11Dans la plupart des départements de français, les cours sont divisés en cours d’oral, d’écrit, de grammaire, les premiers étant très souvent confiés aux lecteurs francophones et les autres aux professeurs chinois, ce qui a pour conséquence d’isoler les membres de l’équipe et de ne pas générer un travail commun. Or, l’application de la méthode ANL oblige les professeurs à se concerter, puisqu’il n’est plus question de compartimenter les différentes compétences. Les professeurs sont amenés à enseigner indifféremment les trois étapes (oral, lecture, écriture), ce qui implique une bonne coordination. De plus, travaillant exclusivement avec des documents authentiques adaptés, les enseignants conçoivent ensemble le matériel pédagogique.
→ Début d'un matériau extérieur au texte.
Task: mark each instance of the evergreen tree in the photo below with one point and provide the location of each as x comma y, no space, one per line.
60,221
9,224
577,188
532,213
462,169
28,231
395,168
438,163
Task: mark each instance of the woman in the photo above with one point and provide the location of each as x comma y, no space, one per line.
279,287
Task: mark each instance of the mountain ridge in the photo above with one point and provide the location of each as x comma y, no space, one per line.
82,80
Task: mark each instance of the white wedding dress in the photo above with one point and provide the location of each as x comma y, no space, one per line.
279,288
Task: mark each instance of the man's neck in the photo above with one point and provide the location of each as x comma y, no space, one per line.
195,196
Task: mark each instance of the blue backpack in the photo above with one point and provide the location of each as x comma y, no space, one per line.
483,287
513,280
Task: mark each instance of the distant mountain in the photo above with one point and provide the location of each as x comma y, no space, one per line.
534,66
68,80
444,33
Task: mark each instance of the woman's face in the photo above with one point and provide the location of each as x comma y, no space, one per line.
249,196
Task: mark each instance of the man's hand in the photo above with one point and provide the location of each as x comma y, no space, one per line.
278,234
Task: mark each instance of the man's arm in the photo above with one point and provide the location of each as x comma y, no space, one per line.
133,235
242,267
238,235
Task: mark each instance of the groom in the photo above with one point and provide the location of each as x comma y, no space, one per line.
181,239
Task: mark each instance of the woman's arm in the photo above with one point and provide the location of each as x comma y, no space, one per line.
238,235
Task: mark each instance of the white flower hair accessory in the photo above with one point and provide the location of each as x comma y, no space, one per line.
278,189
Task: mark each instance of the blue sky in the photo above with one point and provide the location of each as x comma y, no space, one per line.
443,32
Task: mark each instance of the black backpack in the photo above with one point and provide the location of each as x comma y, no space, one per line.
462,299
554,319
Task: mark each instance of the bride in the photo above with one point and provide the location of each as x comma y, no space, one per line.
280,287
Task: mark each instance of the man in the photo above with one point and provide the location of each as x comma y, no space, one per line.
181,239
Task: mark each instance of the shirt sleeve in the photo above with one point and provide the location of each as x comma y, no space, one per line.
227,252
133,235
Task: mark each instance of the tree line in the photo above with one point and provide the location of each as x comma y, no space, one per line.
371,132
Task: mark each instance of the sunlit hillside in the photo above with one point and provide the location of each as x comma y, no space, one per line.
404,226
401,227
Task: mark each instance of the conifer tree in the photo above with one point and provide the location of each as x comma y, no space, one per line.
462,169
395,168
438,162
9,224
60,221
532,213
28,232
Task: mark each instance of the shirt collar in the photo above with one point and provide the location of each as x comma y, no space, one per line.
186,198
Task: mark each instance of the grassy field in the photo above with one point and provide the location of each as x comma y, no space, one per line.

12Ainsi, la langue n’est plus conçue comme un objet d’étude scolaire, mais comme un moyen permettant à des individus d’échanger sur des sujets authentiques. Le professeur et les apprenants s’intéressent à des thèmes plus ou moins complexes, allant de « La famille proche et les amis » à « La responsabilité sociale ». Ils mèneront des projets tels que la constitution de leur arbre généalogique, qu’ils présenteront aux autres membres de la classe, ou la présentation orale de situations injustes dans le monde, et proposeront des solutions pour tenter de les éradiquer.

13Comme cela, la langue est bien acquise et rapidement. La première classe ayant bénéficié de cette méthode a atteint un niveau B2/C1 (du CECR) après à peu près 500 heures de cours. Ces apprenants se sont approprié la langue et la manipulent avec aisance et spontanéité. Une des difficultés reste maintenant pour le professeur d’être rigoureux dans sa correction des productions orales. En effet, comment garder l’aspect spontané de l’oralité tout en corrigeant les énoncés fautifs ? L’autocorrection ou la correction entre pairs est très développée ; le professeur accroît la gestuelle qui permet de ne pas interrompre, mais de signaler une erreur.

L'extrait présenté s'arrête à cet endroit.